Silver also said that the best statistical comparison to an “old school” post scorer was Larry Bird.

“Bird’s post scoring wasn’t really like what you see today, but he was a very good scorer at a very slow pace,” Silver noted.

“And that’s because he had a lot more of a passing style, so he wasn’t passing a lot.

He was more of an offensive guy.

And that’s what you saw in his games.”

But what if we were to look at post scoring that has been analyzed more closely over time?

That’s when we get to the most interesting data from the modern era.

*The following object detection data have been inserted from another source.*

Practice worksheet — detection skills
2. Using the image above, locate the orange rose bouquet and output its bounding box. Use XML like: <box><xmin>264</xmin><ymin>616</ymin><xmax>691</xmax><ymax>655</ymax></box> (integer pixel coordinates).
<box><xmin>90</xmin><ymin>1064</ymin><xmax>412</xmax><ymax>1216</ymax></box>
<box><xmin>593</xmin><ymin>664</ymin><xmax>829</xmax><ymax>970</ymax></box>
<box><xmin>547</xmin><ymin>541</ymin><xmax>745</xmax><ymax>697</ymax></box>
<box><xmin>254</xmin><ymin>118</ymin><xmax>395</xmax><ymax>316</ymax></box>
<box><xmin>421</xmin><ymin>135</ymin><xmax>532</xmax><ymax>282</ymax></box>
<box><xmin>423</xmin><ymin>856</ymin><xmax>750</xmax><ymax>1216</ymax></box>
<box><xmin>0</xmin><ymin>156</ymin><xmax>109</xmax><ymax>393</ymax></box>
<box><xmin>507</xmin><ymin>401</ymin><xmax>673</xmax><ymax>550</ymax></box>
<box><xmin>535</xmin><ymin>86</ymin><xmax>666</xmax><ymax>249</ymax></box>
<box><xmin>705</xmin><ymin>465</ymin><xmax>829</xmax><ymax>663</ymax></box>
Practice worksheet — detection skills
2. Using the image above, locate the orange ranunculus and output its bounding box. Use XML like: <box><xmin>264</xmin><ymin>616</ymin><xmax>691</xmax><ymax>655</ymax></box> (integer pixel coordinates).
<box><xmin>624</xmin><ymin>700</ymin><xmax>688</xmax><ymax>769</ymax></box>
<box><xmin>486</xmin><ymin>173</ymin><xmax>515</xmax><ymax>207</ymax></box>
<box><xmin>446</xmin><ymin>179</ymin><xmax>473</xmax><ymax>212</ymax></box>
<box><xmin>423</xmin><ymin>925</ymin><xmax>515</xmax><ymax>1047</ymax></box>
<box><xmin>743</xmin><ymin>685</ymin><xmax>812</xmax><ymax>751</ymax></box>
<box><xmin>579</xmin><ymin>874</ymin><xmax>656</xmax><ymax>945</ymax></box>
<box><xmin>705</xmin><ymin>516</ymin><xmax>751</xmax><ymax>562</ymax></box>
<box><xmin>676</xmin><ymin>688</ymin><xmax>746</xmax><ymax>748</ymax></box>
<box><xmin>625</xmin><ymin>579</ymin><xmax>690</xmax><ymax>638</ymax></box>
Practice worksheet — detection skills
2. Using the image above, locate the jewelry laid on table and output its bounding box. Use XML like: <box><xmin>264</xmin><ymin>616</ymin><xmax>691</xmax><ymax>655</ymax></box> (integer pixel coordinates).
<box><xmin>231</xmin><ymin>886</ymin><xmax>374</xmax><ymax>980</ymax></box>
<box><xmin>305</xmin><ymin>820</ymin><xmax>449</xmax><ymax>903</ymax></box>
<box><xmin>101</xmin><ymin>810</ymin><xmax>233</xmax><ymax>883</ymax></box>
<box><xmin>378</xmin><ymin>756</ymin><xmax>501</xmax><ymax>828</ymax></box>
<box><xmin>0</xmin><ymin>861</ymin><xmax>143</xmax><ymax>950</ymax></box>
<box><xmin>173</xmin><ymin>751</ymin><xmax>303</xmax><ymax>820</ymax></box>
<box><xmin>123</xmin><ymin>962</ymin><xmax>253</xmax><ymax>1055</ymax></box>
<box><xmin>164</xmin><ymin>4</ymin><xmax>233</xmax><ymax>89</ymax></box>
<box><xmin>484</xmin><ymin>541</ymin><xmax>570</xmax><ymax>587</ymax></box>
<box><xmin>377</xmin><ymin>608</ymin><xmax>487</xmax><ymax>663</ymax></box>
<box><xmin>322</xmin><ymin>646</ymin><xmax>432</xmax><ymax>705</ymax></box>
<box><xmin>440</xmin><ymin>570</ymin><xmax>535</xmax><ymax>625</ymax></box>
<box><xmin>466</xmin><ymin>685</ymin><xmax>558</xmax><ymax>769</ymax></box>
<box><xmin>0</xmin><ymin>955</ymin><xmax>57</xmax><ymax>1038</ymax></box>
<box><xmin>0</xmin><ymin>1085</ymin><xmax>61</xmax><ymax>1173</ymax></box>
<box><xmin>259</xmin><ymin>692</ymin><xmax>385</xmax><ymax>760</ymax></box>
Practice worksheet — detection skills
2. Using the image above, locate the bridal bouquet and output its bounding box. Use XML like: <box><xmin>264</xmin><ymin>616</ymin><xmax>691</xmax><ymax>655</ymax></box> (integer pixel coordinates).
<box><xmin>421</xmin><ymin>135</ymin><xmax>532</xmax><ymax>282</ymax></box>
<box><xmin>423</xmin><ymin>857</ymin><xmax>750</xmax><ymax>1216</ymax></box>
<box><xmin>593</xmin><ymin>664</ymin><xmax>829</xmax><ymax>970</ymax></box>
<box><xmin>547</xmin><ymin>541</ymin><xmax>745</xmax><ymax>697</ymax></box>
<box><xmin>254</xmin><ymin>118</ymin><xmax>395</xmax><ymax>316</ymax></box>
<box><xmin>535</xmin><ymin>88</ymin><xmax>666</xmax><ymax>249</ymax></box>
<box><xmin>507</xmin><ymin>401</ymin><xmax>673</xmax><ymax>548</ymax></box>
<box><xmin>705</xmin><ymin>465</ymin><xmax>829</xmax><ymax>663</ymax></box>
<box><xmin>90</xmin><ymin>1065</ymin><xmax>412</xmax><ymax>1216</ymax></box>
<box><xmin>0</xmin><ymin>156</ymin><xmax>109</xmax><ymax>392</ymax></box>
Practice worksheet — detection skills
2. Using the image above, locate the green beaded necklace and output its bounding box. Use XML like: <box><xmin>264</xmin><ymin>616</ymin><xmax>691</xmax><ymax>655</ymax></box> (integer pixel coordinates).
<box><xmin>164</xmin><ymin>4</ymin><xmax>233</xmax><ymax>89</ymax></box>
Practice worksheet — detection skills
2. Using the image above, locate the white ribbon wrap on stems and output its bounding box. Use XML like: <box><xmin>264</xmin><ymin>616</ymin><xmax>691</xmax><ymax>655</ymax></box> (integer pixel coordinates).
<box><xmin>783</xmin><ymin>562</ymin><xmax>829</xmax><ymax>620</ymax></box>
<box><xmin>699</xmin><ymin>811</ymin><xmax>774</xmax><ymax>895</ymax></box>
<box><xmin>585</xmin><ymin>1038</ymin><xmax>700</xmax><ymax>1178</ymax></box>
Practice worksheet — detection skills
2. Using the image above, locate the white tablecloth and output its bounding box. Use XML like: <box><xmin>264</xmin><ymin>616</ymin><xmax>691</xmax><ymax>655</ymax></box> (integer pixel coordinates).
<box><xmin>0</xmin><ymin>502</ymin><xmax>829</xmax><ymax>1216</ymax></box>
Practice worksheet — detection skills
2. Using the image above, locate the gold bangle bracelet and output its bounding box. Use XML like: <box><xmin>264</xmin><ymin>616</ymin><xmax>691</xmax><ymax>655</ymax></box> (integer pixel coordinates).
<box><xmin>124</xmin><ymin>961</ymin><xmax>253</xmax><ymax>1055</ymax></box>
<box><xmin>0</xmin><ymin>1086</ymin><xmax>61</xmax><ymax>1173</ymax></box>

The average number of post scores in the modern NBA is 3.3, and a player who averaged 3.4 post scoring points per contest would be a post-Player of the Year candidate in 2017-18.

It’s a bit of a stretch to think that players like LeBron James and Stephen Curry are on a level playing field with the likes of Kobe Bryant and Chris Paul.

But it’s important to note that these numbers don’t include any of the more extreme numbers of post scorers.

For example, Kobe’s career-best post scoring average was 1.3 points per 100 possessions, but it was actually a career low in that category, at 0.8.

And in fact, the closest comparison to the player who had that mark is the Hall of Famer Karl Malone, who averaged 1.8 points per 90 possessions at his peak.

Malone also scored at a slow pace.

Malone was more a passing player than a scoring one, and he had an average of just over 10 post scoring possessions per game.

That doesn’t even account for the fact Malone also averaged 1,000 free throw attempts a season.

So Malone was not a post scoring monster.

Silver’s point here is that, for now, it’s impossible to determine exactly what the post scorer should look like.

There’s a ton of great work being done in the analytics community right now to improve on these numbers, and Silver said he’s excited to see what the future holds.

But in the meantime, we should probably remember to keep an eye on the numbers.